ANCHE LE ZANZARE DORMONO

dalla Redazione


La nuova raccolta di racconti firmata dall’autore italo brasiliano Stefano Labbia, in uscita in libreria

L’opera di Stefano Labbia è un intenso percorso di esplorazione psicologica che attraversa le “storie di ordinaria follia” della modernità. Attraverso un mosaico di voci e situazioni, l’autore invita il lettore a confrontarsi con le vulnerabilità, i conflitti interiori e le disfunzioni relazionali che spesso si nascondono dietro la facciata della normalità sociale.

Dietro la maschera sociale

La raccolta mette a fuoco il disagio invisibile che attraversa l’individuo contemporaneo. I protagonisti — da Diodato a Martina, da Alessia all’anziano orgoglioso — incarnano le ferite emotive generate da un ambiente familiare e sociale sempre più fragile, capace di minare autostima ed equilibrio interiore.

I temi principali:

  • Il conflitto interiore Rabbia, senso di colpa, solitudine: emozioni che diventano filo conduttore e rivelano la difficoltà di comunicare autenticamente con sé stessi e con gli altri.
  • La crisi identitaria Personaggi schiacciati dalla routine e dalle aspettative disattese rappresentano l’impotenza di fronte a un destino percepito come immutabile.
  • La forza della rinascita Nonostante il dolore, emerge una potente tensione verso la resilienza.
  • I giovani che scelgono di diffondere messaggi di amore e inclusione, o il gesto di ribellione di Martina, mostrano come la sofferenza possa trasformarsi in motore di crescita e liberazione.

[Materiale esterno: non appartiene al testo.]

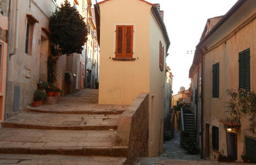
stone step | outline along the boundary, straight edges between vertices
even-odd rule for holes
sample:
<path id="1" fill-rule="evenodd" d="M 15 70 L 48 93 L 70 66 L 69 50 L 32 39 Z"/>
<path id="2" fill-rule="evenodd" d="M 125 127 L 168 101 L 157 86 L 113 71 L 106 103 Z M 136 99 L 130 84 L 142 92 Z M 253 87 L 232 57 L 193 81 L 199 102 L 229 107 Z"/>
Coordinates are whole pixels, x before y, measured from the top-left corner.
<path id="1" fill-rule="evenodd" d="M 126 157 L 126 146 L 114 146 L 115 131 L 0 130 L 1 154 Z"/>
<path id="2" fill-rule="evenodd" d="M 122 114 L 126 109 L 51 109 L 47 107 L 47 105 L 43 105 L 39 107 L 28 106 L 25 109 L 25 111 L 39 112 L 45 113 L 58 113 L 58 114 L 88 114 L 88 115 L 111 115 L 111 114 Z"/>
<path id="3" fill-rule="evenodd" d="M 56 114 L 24 112 L 1 122 L 1 125 L 2 127 L 42 130 L 116 130 L 119 115 Z"/>
<path id="4" fill-rule="evenodd" d="M 0 164 L 125 164 L 125 157 L 0 154 Z"/>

Il titolo, “Anche le zanzare dormono”, apparentemente leggero, cela un significato simbolico: le “zanzare” sono le piccole sofferenze quotidiane, fastidiose e persistenti, che continuano a influire sulla psiche anche quando sembrano sopite. Labbia invita a non ignorare questi segnali interiori, ma ad accoglierli come parte del percorso verso autenticità e guarigione.

Il libro si propone come lettura essenziale nonchè invito all’empatia per chi desidera comprendere il lato nascosto della sofferenza e il cammino che conduce alla rinascita. È un richiamo potente alla profondità e all’ascolto autentico: l’unico vero passo verso la cura di sé e degli altri.

Accettare le proprie ferite — suggerisce Labbia — significa contribuire alla costruzione di una società più consapevole, solidale e compassionevole.